El evangelio de Marcos responde a una interrogante sobre quién es Jesús, y al mismo tiempo nos interpela, porque nos cuestiona: ¿Cómo es nuestro comportamiento con relación a su persona? La liberación del endemoniado por medio del exorcismo muestra a qué vino al mundo y también de qué forma su entorno tomaba parte de lo que decía y hacía. Curiosamente, hacer el bien puede ser malinterpretado y a Jesús le significó que lo tacharan de loco por su familia y endemoniado por las autoridades judías. Su actuación ha provocado, paradójicamente, la admiración de mucha gente, pero también el rechazo de quienes lo tildan de blasfemo: “lo que hace es por el poder del demonio y no por el poder de Dios”.
Los escribas, una vez más, han recurrido a la táctica de la descalificación para desacreditar a Jesús. Hoy, con ¡cuánta! prontitud se cae en esta actitud. Caminamos por la cornisa de la blasfemia y la calumnia. Te afanas en conservar tu honra y basta un error para que la pierdas. A Jesús había que desmoralizarlo, acusándolo de que expulsaba los demonios, ayudado por el propio Satanás. La delación en contra de Jesús es grave, ya que es un pecado contra el propio Espíritu Santo. Pero él destrona todo argumento: ningún reino o clan familiar puede mantenerse unido si adolece de divisiones internas.

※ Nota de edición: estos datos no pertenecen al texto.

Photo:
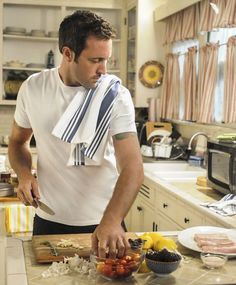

Por eso condena a los escribas, porque no creen que el Espíritu Santo esté obrando por medio de su persona.
Los escribas de nuestro tiempo se cierran a la acción de Dios, impidiendo que su misericordia los alcance; sin duda, no buscan pertenecer a la familia de Jesús. Por lo tanto, no existen derechos adquiridos que nos incorporen a su familia, porque no lo merecemos. No obstante, el Señor nos pide un solo requisito: “Hacer la voluntad de su Padre”.
“Porque el que hace la voluntad de Dios, ese es mi hermano, mi hermana y mi madre”, Mc 3, 35.